Procedure : Making the data sheet 

The first step was to tabulate the data from these diverse sources into a single spreadsheet.

  1. The 2001 census contains statewise (and UT wise) overall population data.
  2. The 2001 census has tabulated SC and ST data in all states and UTs.
  3. The NSSO data contains data for only the major indian states of (Punjab, Haryana, Raj, UP, Bihar, Assam, West Bengal, Orissa, MP, Guj, Mah, AP, Karnataka, Kerala, and TN). So out of 28 states and 7 UTs – NSSO has data for 15 major states and no UTs.
  4. The NSSO data does not account for new states Uttaranchal, Jharkhand, Chattisgarh.
  5. The NSSO data contains distribution of OBCs by rural and urban. So we need to combine them into a single count. For example in state X, if 10 % of rural population is OBC – and 20% of urban population is OBC. Then we need the state wide rural / urban count to arrive at a final number. This data can be found in the 2001 census.
  6. Using the above data, we can arrive at statewise ST/SC/OBC/FC percentages for the 15 states.
  7. For the remaining states and UTs, we do not have data. We cant do much about them.
  8. Some simple spreadsheet calculations gives us this data sheet.
  9. For states that did not have the NSSO data on OBC and FC (Others), we assumed the national average so that holes would not appear on the cartogram. This approach is debatable because the northeast states do not have many castes in the OBC group, J&K may also be wrong on the lower side. Using the national average is better than guessing wildly for the missing states and UTs.

Now what! We went through so much trouble to produce the most unreadable output.  This is too boring to even think about understanding it.

So, enter the cartogram.

Procedure : Making the cartogram

I had major trouble with this before figuring it out with some help.

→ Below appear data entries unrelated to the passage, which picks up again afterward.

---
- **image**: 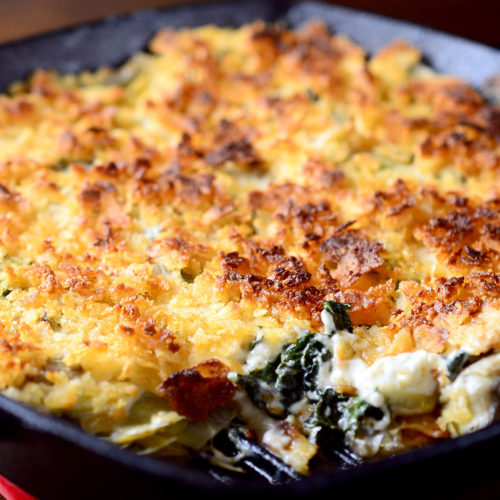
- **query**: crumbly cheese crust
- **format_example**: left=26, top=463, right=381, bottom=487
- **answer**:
left=0, top=22, right=500, bottom=471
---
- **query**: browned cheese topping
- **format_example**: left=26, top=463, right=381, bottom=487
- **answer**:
left=0, top=22, right=500, bottom=471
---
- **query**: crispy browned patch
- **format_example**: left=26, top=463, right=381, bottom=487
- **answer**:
left=418, top=195, right=500, bottom=270
left=158, top=359, right=236, bottom=422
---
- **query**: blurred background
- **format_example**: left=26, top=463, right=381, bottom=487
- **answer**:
left=0, top=0, right=500, bottom=47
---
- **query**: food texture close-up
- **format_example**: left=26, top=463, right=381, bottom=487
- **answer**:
left=0, top=0, right=500, bottom=500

  1. Step 1 : We need a GIS map of india with states marked. This data is usually in the form of a SHP file. I just googled for it and found one here
  2. The problem with that file was the data was old. The states of Jharkhand, Chattisgarh, Uttaranchal were missing.  I tried seaching for more recent files, but came up empty handed.
  3. Since the SHP file did not have the three states mentioned above, we have to combine data with the original states. So Uttaranchal data was added to UP, Jharkhand to Bihar, Chattisgarh to MP. This may be problematic to a minor extent because Orissa also contributed some areas to Jharkhand. 
  4. Next step was to find a tool capable to generating the cartogram. After trying a bunch of tools – I decided to use mapresso
  5. First step is to input the data into the SHP file. This was the most frustrating and time consuming task. I finally ended up using a tool called Geoda
  6. Using Geoda table editor, I input all the data from the spreadsheet. This was painful because I copy pasted every single value. I am sure there is a better way to input data. This took a few days because I only blog an hour or so at a time.
  7. Finally, I had a shp file with data. Next step was to convert it into a so called PSC file that Mapresso understands.
  8. After much trouble with the tool shp2psc, I was able to create the input files for mapresso.
  9. Next steps were easy. I generated the cartograms with 300-500 iterations of whatever algorithm mapresso uses. The more iterations, the finer  the map looks.
  10. After each map was generated, I print screen them into paint.
  11. This was hard work. I decided to add a graphic to point to this blog (more hits please!).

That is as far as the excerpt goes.